Saturday Night & Sunday Morning Signed by Alan Sillitoe first edition 1958



Saturday Night & Sunday Morning 

London: W. H. Allen, 1958


8vo., brick-red publisher’s boards, spine lettered in gilt with publisher’s device to foot; illustrative dust jacket printed in black, white and red (13s. 6d. net) designed by Mona Moore; pp. [vii], 8-213, [iii]; a near-fine copy, a couple of spots to outer edge and prelims, with light corner creasing to the first few pages, and very mildly pushed to spine tips; with previous ownership name in blue biro to ffep; in the unclipped dust jacket which has a couple of very small nicks and chips to spine tips and edges of folds; one slightly longer closed tear running horizontally to the rear panel (3.5cm approx); retaining all of its brightness to front panel and spine; very good. 


First edition, boldly signed in black by the author to the title page. The author’s debut novel, which won the Author’s Club First Novel Award. 


A story of two parts, the second being substantially shorter than the first. The focus is the protagonist, Arthur Seaton, an anti-authoritarian factory worker who lives for the weekend, a time in which he can escape the oppression from his working life. Based on the author’s own grim experiences, the novel was “a plea for the younger generation of Brits to break the bonds that restricted them to predictable and unfulfilling lives.” It was during a conversation with Robert Graves, in which the poet  suggested he write about the place he knew best - Nottingham - that Sillitoe eventually put pen to paper. Saturday Night & Sunday Morning was later adapted into film, starring Ian McKellen in one of his first leading roles. 

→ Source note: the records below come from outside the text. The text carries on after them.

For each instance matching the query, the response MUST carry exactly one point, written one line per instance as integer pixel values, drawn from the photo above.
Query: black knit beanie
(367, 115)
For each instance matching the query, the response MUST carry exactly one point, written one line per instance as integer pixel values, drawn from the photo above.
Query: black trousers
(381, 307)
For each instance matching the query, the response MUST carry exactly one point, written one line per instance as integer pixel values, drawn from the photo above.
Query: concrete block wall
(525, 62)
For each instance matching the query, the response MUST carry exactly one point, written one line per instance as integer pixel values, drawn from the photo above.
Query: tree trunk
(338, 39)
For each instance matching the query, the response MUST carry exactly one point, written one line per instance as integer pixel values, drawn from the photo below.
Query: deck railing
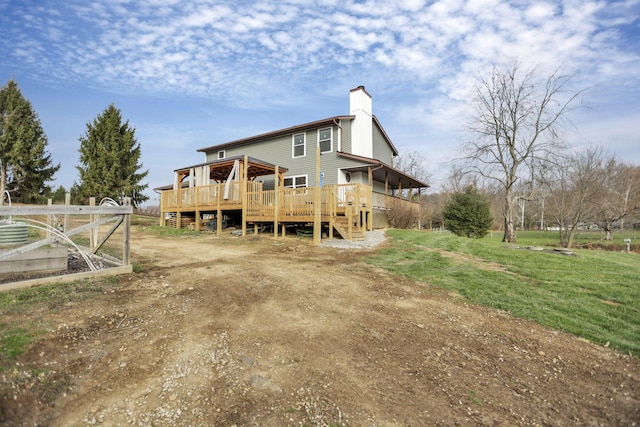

Born in 1917, Mona Moore was a prolific illustrator of dust jackets throughout the 20th century. Trained at St Martin’s school of art, she was commissioned by Kenneth Clark (then director of the National Gallery), to record the changes in British Lives and Landscapes throughout the Second World War. Using predominantly lithography and watercolour, Moore produced paintings of the Women’s Land Army and the aftermath of the Swansea Blitz (during which time it was discovered she had inadvertently been sketching while sitting atop an unexploded bomb). She was also arrested by the RAF while recording another scene. Moore went on to produce designs for several periodicals, including Radio Times and Good Housekeeping, and she later produced the dust jacket design for Sillitoe’s short story collection, The Loneliness of the Long Distance Runner, in 1959.   


Genuinely rare in this condition, particularly so with the jacket so intact.